Robert Edward Cormany, Plaintiff, v. Kilolo Kijakazi, Acting Commissioner of Social Security Defendants.


Thomas M. Parker Magistrate Judge

MEMORANDUM OPINION AND ORDER

PAMELA A. BARKER U.S. DISTRICT JUDGE

This matter is before the Court on the Objections of Plaintiff Robert Edward Cormany (“Plaintiff” or “Cormany”) to the Report and Recommendation of Magistrate Judge Thomas M. Parker regarding Plaintiff's request for judicial review of Defendant Commissioner of the Social Security Administration's (“Defendant” or “Commissioner”) denial of his application for Disability Insurance Benefits (“DIB”) under Title II of the Social Security Act. (Doc. No. 15.) For the following reasons, Plaintiff's Objections (Doc. No. 16) are overruled, the Report & Recommendation (“R&R”) (Doc. No. 15) is accepted, and the Commissioner's decision is affirmed.

I. Background

In August 2019, Cormany filed his application for DIB, alleging a disability onset date of June 1, 2019. (Doc. No. 7 (Transcript [“Tr.”]) at 178.) The application was denied initially and upon reconsideration, and Cormany requested a hearing before an administrative law judge (“ALJ”). (Tr. 67-79, 82-88, 107.) On October 9, 2020, the ALJ conducted a hearing at which Cormany was represented by counsel and testified. (Tr. 36-66.) A vocational expert (“VE”) also testified. (Id.) On November 17, 2020, the ALJ found that Cormany was not disabled. (Tr. 22-29.) The Appeals Council declined to review the ALJ's decision, and the ALJ's decision became the Commissioner's final decision. Cormany seeks judicial review pursuant to 42 U.S.C. §§ 405(g) and 1383(c). (Doc. No. 1.)

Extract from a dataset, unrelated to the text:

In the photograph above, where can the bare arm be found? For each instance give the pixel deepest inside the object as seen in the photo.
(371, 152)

The case was referred to the Magistrate Judge pursuant to 28 U.S.C. § 636 and Local Rule 72.2(b)(1) for a Report and Recommendation (“R&R”). The R & R concludes that the ALJ's decision is supported by substantial evidence and recommends that the decision be affirmed. (Doc. No. 15.) Cormany filed Objections, to which the Commissioner responded. (Doc. Nos. 16, 17.)

Cormany raises the following sole Objection to the Magistrate Judge's R&R: “The Magistrate Judge erred in his assertion that that the ALJ applied proper legal standards and reached a decision supported by substantial evidence in finding Dr. Iler's opinion unpersuasive.” (Doc. No. 16.) The Court has conducted a de novo review of this issue.

II. Standard of Review

Under 28 U.S.C. § 636(b)(1), “[a] judge of the court shall make a de novo determination of those portions of the report or specified proposed findings or recommendations to which objection is made.” 28 U.S.C. § 636(b)(1). See also Powell v. United States, 37 F.3d 1499 (Table), 1994 WL 532926 at *1 (6th Cir. Sept. 30, 1994) (“Any report and recommendation by a magistrate judge that is dispositive of a claim or defense of a party shall be subject to de novo review by the district court in light of specific objections filed by any party.”) (citations omitted); Orr v. Kelly, 2015 WL 5316216 at *2 (N.D. Ohio Sept. 11, 2015) (citing Powell, 1994 WL 532926 at *1). See also Fed.R.Civ.P. 72(b)(3). “A judge of the court may accept, reject, or modify, in whole or in part, the findings or recommendations made by the magistrate judge.” 28 U.S.C. §636(b)(1).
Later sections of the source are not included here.